The strategy makes logical sense according to Clayton Davis, senior awards editor at Variety, who explained that as theatre-going declines in general, Imax has become one of the few things that makes audiences feel like going to a cinema is worth it.
“Imax really does offer a great dangling carrot, so to speak, for people to go there,” he said.
Shifting strategies
But the more that studios lean on big box-office returns as a measure of success, the more Davis says it will come to shape their decision making.
And though the company is set to debut four more cameras, which will allow two Imax shoots to occur concurrently, there’s still a finite number of Imax cameras — eight currently. That bottleneck combined with increased attention he said, will start to impact the type of movies that get made at the highest level — and the types of directors that get to make them.
Filmmaker Christopher Nolan works with an Imax camera on the set of Oppenheimer with actor Cillian Murphy. There are currently only eight Imax cameras worldwide, though the company plans to debut four more. (Melinda Sue Gordon/Universal Pictures/The Associated Press)
He pointed to Alexander Payne, the celebrated director behind movies like The Holdovers, Election and Sideways, as an example of the kind of filmmaker who might not continue to get space at big studios due to these changing strategies.

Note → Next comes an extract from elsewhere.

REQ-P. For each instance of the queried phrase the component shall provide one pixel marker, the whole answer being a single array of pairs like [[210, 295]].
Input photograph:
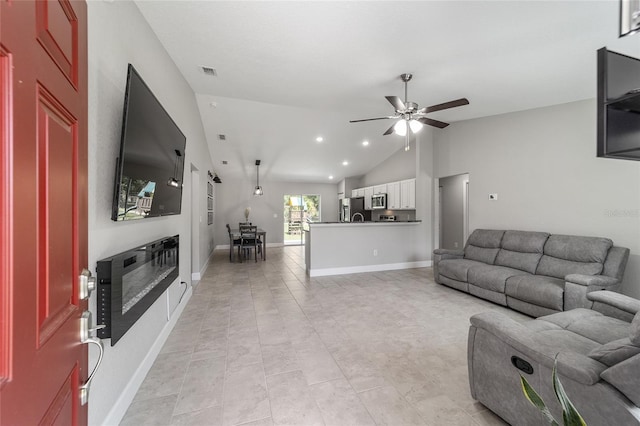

“I don’t know if he asked for an Imax camera if someone’s going to give it to him,” Davis said. “Because his movies, while acclaimed, have not become the highest grossing films of all time.”
Studios will likely continue to put more of their efforts and money into bigger, more dependable blockbusters and making sure they earn a return on investment, he says, which means fewer resources available for character-driven movies that garner critical acclaim and win awards — unless they also happen to make incredible amounts of money.
It’s a strategy that could help to save the cinema, Davis says, even as it forever alters what is shown on screen.